IWitness Workshop for Detroit Students at Henry Ford Museum Inspires Determination and Courage

Fri, 08/14/2015 - 5:00pm

With the 2015 Ambassadors for Humanity Gala in Detroit just a month away, local students experienced IWitness in their own backyard, at the Henry Ford Museum.

During the one-day program for middle- and high school students Aug. 13 and 14, USC Shoah Foundation staff led a special activity that connected testimony to the museum’s exhibit Liberty and Justice for All. The exhibit covers the evolution of American freedom from the Revolutionary War to the struggles for women’s suffrage and civil rights. Visitors can board the bus that Rosa Parks was riding in December 1965 when she made her historic stand for civil rights and view other historic artifacts.

After touring the exhibit, the students, who came from the Henry Ford Academy, Boys and Girls Clubs, Big Brothers Big Sisters, and other local educational organizations, participated in the IWitness Mini Quest activity “Finding Your Seat on the Bus” at Henry Ford Academy. Through the testimonies of Holocaust survivor Kurt Messerschmidt, American politician Elizabeth Holtzman, and liberators Leon Bass and Paul Parks, students learned about the combination of characteristics, grit and determination it takes to be a social innovator and to make a difference.  

The students concluded the activity by making their own acrostic poems about their goals, obstacles and determination, using words like “resilience” and “courage.” The poems needed to refer to Rosa Parks and the testimony clips they watched in IWitness.

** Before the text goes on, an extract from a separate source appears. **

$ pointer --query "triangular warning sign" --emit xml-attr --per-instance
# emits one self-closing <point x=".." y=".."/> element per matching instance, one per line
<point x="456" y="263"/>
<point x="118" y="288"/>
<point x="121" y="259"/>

The workshop was part of USC Shoah Foundation’s program IWitness Detroit, a two-year effort that focuses on the development of local capacity through the provision of teacher education, programming for students and key academic resources to engage students in learning through eyewitness testimony, delivering a multimedia educational experience which builds core knowledge, 21st century digital literacies, critical thinking and empathy.